Il était fatigué. L'alcool s'était dissipé. Il ne restait qu'un sentiment de vide au creux de son corps. Il en avait trop dit. Et il n'était pas sûr d'avoir réellement pensé tout ce qu'il avait dit. Il avait voulu lui faire mal. Et en regardant cette jeune fille assise nue sur le sol, qui entourait son corps meurtri de ses bras comme pour se protéger, il comprit qu'il avait réussi. Et pourtant, la victoire était amère. Il avait dépassé les bornes.

Il s'agenouilla et s'approcha d'elle. Il tendit la main, lui effleura les cheveux, la laissa tomber, toucher son épaule, son bras. Il voulait être tendre. Il s'approcha doucement et déposa de baisers doux et légers sur ses genoux pliés, touchant ses cuisses du bout des doigts.

Il voulait lui demander pardon, mais il savait qu'il ne devait pas.

Sans le regarder, elle tendit les bras vers lui et entoura son cou. Elle se laissa tomber en arrière, l'entrainant doucement avec elle. Elle leva vers lui des yeux suppliants et tristes. Et il comprit. Il entra en elle. Elle le serra contre elle, faisant de ses petits bras tendres une prison autour de son cou.

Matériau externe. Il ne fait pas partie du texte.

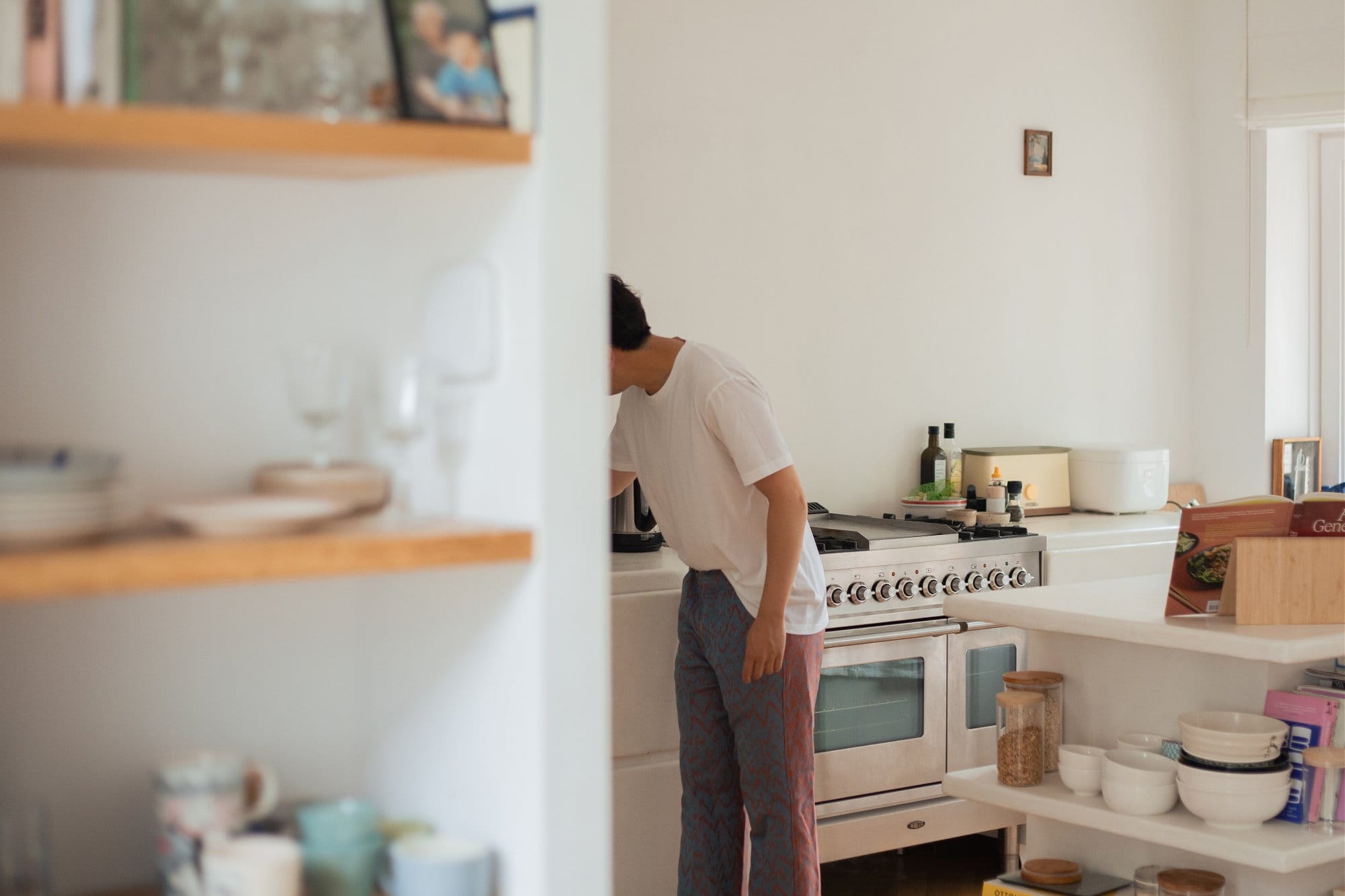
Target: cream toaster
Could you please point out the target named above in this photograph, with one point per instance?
(1044, 471)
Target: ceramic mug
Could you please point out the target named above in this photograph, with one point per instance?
(205, 797)
(427, 865)
(252, 865)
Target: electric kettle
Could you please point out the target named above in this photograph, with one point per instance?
(634, 528)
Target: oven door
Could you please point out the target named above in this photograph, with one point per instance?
(882, 709)
(977, 659)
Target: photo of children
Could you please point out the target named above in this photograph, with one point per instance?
(447, 63)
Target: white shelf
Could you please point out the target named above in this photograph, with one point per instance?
(1132, 610)
(1276, 846)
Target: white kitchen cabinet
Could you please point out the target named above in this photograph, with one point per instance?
(644, 653)
(648, 826)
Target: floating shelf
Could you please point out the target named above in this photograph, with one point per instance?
(209, 140)
(1132, 610)
(165, 560)
(1276, 846)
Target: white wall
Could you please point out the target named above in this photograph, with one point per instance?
(147, 313)
(1291, 331)
(840, 202)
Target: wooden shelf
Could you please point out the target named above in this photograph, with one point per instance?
(163, 560)
(1276, 846)
(209, 140)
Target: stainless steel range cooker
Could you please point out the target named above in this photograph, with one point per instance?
(909, 692)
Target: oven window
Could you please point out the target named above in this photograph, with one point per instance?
(870, 704)
(985, 670)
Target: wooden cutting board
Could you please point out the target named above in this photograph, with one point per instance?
(1286, 581)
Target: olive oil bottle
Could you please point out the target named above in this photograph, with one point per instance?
(934, 460)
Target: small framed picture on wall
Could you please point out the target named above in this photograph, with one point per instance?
(1296, 467)
(1036, 154)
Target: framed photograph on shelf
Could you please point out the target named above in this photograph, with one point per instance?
(1036, 154)
(1296, 467)
(447, 68)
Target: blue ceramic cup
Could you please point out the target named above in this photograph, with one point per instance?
(427, 865)
(344, 849)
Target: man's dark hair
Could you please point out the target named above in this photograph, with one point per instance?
(630, 329)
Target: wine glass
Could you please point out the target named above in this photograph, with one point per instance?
(319, 392)
(406, 391)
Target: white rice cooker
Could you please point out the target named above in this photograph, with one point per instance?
(1118, 479)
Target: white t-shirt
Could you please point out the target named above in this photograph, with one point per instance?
(699, 444)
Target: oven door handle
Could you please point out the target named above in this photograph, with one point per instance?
(878, 635)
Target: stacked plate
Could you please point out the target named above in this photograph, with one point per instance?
(54, 495)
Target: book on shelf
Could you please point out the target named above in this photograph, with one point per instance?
(1312, 723)
(42, 50)
(1206, 546)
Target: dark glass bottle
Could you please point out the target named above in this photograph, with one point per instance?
(934, 460)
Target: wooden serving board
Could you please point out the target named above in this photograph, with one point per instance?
(1286, 581)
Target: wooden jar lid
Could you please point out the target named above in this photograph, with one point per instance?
(1034, 678)
(1191, 881)
(1325, 756)
(1052, 870)
(1019, 698)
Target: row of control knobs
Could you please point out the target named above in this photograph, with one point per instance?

Il passa ses bras sous son corps et la colla contre lui alors qu'il lui faisait l'amour avec douceur, avec tendresse. Oui, il l'aimait son ange.

Quand ce fut terminé, Akito ne desserra pas son étreinte et Shiguré resta sur elle et en elle, parcourant doucement son corps en caressant les côtés de son corps.

Au bout d'un certain temps, il se leva, craignant que, dans cette position, Akito ne prenne froid.

- Tu me détestes ? demanda-t-elle dans un murmure.

Elle leva les yeux vers lui, des yeux emplis de larmes, qui commençaient déjà à perler sur son visage.

Shiguré ne répondit pas, il la prit dans ses bras, la souleva et la porta sur le futon. Elle ne résista pas. Il la couvrit avec son kimono et se leva pour aller chercher la couverture. Akito était couchée sur le côté, elle ne le regardait pas, mais il savait qu'elle pleurait. Il se coucha contre elle, collant sa poitrine à son dos, épousant les contours de son corps. Il passa un bras au-dessus d'elle, embrassa ses cheveux et la berça jusqu'à ce que les faibles sanglots qui secouaient son forme frêle disparaissent et qu'elle s'endorme. Et il resta à ses côtés.